Paper detail

The effect of drifts on the decay phase of SEP events

We study the effect of the magnetic gradient and curvature drifts on the pitch-angle dependent transport of solar energetic particles (SEPs), focusing on 3 - 36 MeV protons. By considering observers located at various positions in the heliosphere, we investigate how drifts may alter the measured intensity-time profiles and energy spectra. We focus on the decay phase of solar energetic proton events during which a temporal invariant spectrum and disappearing spatial intensity gradients are often observed; a phenomenon known as the 'reservoir effect' or the 'SEP flood'. We study the effects of drifts by solving the focused transport equation for nominal Parker solar wind configurations and for a magnetohydrodynamic (MHD) generated solar wind containing a corotating interaction region (CIR).

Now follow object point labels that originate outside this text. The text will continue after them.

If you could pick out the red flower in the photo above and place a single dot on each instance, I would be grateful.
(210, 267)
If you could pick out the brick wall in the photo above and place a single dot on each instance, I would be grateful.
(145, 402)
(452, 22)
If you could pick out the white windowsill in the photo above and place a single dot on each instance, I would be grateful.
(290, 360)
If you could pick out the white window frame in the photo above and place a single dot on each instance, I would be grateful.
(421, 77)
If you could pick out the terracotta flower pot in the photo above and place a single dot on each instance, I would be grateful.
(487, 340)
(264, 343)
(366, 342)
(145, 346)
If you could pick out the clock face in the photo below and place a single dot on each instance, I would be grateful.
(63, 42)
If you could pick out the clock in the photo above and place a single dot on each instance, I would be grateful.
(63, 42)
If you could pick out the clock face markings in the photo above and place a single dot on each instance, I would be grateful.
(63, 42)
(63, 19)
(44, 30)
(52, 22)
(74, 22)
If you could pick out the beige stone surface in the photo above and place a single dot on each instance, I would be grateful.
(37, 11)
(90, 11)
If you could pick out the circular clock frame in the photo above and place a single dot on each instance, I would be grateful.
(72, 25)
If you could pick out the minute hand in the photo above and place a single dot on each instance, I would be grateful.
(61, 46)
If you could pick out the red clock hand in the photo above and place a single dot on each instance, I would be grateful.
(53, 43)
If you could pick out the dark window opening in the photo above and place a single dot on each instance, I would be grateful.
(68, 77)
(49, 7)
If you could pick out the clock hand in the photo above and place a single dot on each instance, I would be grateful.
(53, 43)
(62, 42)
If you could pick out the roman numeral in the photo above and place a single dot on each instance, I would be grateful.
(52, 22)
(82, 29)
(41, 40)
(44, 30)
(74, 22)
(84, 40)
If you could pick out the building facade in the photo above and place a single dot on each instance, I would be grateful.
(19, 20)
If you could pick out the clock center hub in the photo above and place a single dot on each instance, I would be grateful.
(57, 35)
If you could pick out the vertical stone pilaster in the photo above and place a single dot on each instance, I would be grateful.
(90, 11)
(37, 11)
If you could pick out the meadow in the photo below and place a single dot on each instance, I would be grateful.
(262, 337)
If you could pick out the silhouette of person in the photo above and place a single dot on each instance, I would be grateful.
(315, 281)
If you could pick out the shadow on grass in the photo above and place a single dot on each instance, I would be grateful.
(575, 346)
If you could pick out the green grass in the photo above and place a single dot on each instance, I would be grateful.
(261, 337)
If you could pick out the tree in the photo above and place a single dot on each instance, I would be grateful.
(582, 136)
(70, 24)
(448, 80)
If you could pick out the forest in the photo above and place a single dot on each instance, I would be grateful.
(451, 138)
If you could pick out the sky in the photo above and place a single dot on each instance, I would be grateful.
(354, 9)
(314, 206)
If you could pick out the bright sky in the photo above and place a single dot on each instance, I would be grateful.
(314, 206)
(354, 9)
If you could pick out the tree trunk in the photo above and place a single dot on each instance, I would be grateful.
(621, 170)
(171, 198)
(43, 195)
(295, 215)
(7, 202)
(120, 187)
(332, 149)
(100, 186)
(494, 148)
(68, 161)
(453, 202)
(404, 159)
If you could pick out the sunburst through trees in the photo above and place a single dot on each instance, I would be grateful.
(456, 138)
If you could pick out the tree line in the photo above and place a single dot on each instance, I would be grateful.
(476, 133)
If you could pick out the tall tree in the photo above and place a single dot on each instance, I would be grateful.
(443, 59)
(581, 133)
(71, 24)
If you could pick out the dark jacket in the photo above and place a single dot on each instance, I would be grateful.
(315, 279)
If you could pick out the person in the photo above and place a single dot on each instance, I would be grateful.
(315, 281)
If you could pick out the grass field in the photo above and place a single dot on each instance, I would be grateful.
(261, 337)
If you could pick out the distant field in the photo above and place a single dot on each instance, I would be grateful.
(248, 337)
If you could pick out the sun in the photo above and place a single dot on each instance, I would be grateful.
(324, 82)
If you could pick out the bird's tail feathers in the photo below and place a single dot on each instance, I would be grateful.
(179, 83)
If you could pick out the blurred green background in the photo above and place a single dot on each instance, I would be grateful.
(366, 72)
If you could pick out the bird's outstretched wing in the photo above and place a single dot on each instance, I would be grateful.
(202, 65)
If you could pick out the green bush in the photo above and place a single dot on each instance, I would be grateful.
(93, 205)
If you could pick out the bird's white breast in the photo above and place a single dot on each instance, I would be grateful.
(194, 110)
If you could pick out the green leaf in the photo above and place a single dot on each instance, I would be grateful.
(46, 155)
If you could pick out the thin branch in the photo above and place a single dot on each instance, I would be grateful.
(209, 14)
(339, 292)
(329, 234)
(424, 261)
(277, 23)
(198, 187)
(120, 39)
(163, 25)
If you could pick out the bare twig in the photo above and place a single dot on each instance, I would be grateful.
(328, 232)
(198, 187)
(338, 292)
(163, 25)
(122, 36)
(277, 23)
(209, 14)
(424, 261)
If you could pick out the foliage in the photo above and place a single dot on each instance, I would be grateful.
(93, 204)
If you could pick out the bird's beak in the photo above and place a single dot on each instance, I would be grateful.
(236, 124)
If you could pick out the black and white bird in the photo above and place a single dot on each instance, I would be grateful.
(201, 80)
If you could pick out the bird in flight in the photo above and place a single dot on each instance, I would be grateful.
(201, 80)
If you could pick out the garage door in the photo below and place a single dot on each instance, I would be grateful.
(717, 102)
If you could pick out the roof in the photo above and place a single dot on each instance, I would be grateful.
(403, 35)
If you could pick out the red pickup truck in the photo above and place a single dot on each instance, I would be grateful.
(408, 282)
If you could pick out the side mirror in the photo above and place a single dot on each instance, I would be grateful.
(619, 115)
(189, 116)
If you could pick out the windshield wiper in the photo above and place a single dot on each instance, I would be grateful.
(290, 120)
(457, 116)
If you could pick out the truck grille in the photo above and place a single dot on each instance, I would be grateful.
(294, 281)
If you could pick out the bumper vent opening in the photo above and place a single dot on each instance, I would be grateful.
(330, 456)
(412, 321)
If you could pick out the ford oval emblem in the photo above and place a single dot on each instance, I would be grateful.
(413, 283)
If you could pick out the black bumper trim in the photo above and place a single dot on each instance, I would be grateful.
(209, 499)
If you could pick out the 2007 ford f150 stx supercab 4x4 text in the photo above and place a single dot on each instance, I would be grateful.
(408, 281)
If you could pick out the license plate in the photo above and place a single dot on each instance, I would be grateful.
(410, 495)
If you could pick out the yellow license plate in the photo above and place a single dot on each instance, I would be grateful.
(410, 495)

The latter configuration contains a magnetic bottle structure, with one bottleneck at the Sun and the other at the CIR. It is illustrated that observers magnetically connected close to the edges of the particle injection site can experience, as a result of drifts, a sudden drop in the intensities occurring at different times for different energies such that no SEP flood phenomenon is established. In the magnetic bottle, this effect is enhanced due to the presence of magnetic field gradients strengthening the nominal particle drifts. We also show that interplanetary cross-field diffusion may mitigate these effects of drifts. We conclude that particle drifts can in some cases substantially modify the decay phase of SEP events, especially if the solar wind contains compression regions or shock waves where the drifts are enhanced. This is, for example, the case for our CIR solar wind configuration generated with a 3D MHD model, where the effect of drifts is strong. A similar decay rate in different energy channels and for different observers requires thus the mitigation of the effect of drifts.